James P. Spears and Jodi Montgomery, as co-executors of the estate of Britney Spears:
It has been over 2 1/2 years since Britney and I last communicated, at which time she informed me she wanted to take an indefinite work hiatus. Earlier today, I became aware that Britney had been voicing her intention to officially retire.
As you know, I have never been a part of the conservatorship nor its operations, so I am not privy to many of these details. I was originally hired at Britney’s request to help manage and assist her with her career. And as her manager, I believe it is in Britney’s best interest for me to resign from her team as my professional services are no longer needed.

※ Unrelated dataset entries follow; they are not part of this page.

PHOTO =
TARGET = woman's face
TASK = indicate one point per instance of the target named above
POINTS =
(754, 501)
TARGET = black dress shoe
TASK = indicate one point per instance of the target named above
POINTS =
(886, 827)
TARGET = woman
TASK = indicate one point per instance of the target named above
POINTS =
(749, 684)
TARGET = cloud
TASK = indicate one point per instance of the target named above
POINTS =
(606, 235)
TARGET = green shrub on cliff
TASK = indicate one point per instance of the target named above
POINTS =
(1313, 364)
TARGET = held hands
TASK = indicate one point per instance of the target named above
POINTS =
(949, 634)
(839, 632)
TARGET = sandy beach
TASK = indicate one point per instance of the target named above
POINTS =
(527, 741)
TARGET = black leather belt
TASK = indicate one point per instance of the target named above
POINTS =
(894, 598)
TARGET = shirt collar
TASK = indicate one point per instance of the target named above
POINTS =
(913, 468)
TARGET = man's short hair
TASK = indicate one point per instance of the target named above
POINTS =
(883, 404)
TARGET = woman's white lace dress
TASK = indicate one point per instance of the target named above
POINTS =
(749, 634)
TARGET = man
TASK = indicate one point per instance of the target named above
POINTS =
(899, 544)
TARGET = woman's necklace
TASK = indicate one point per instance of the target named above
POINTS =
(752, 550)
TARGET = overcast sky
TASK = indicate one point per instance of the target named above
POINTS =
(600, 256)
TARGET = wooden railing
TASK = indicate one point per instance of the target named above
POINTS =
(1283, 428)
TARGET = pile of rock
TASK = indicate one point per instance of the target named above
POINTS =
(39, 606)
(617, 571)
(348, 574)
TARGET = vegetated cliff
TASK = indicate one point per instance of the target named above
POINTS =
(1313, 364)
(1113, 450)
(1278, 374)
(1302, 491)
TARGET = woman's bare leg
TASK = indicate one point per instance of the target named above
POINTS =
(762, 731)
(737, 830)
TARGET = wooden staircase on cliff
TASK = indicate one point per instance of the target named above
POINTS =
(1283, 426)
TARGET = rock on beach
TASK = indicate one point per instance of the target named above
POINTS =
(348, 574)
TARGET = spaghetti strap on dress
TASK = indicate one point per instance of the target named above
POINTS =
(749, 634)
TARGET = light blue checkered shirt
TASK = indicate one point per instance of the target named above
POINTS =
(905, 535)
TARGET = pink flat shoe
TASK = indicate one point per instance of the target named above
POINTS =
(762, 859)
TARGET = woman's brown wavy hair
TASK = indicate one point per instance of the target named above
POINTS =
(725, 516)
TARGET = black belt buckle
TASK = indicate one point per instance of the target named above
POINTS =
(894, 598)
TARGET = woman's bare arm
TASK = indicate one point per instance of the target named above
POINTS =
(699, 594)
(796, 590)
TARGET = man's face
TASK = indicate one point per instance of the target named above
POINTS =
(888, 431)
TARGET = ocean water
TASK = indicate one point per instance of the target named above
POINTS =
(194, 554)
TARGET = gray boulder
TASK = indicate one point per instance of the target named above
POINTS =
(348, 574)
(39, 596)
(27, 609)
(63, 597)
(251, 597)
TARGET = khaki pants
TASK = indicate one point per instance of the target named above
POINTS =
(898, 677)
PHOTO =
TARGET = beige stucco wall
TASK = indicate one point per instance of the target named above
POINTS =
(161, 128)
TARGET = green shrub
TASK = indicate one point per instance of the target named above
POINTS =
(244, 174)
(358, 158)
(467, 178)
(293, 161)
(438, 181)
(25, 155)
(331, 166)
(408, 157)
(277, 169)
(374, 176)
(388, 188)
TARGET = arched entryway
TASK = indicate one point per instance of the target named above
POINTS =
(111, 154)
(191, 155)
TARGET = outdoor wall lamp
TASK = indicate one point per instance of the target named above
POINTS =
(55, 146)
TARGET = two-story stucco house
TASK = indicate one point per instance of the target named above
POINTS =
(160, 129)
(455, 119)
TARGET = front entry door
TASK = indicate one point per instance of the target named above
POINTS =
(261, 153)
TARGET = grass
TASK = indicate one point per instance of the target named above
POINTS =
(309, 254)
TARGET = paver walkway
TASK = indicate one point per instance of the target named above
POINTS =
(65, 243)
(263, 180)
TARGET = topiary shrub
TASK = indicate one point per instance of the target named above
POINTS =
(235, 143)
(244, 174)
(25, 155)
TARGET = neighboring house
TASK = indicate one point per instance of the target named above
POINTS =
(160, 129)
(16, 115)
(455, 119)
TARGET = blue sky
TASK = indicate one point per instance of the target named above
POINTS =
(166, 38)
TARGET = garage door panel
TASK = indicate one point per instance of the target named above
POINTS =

Please accept this letter as my formal resignation.
I will always be incredibly proud of what we accomplished over our 25 years together. I wish Britney all the health and happiness in the world, and I’ll be there for her if she ever needs me again, just as I always have been.
Larry Rudolph
It surely was a difficult decision; Rudolph first met Spears when she was 13 years old and a star on the Disney’s “The Mickey Mouse Club,” along with superstars-to-be Justin Timberlake and Christina Aguilara. He helped her secure her first record deal two years later and guided her career as the first of a crop of young, new solo pop stars. Rudolph managed Spears from 1998 to 2004 and again from 2008 until his resignation.
“She walked into my office with her family when she was 13 years old,” Rudolph told Pollstar in 2018, just before the launch of “Britney Domination.”
“They played me some VHS tapes, which shows how long ago it was, of her on the new ‘Mickey Mouse Club.’ I didn’t know really anything about it – I’m not talking about Annette Funicello. I thought she had a lot of talent and showed a lot of promise, but she was 13 years old. And if you go back and look at the charts from 1995, you’ll see they were dominated at the time by urban pop. There weren’t any young white females on the pop charts. That had kind of ended a few years earlier with Tiffany.”
A few years later, according to Rudolph, with a pop surge on the charts from the likes of Spice Girls, Hanson and Backstreet Boys in full swing, he felt “the door was wide open for a solo artist.” Rudolph, then a lawyer, brought Spears, who was now 15, to New York with a demo of her singing over a Whitney Houston track along with a leftover Toni Braxton song. He pitched her to the heads of four different record labels, three of which passed, but Jive Records, which was run by Clive Calder – who Rudolph calls “the singular most successful human being who’s ever lived in the music business” and a “business genius” – said yes.
Rudolph continues to manage a healthy roster of artists including Aerosmith, Steven Tyler, Jessie J, DJ Pauly D, Kim Petras, Loren Gray and more. He also serves as an advisor to Pitbull.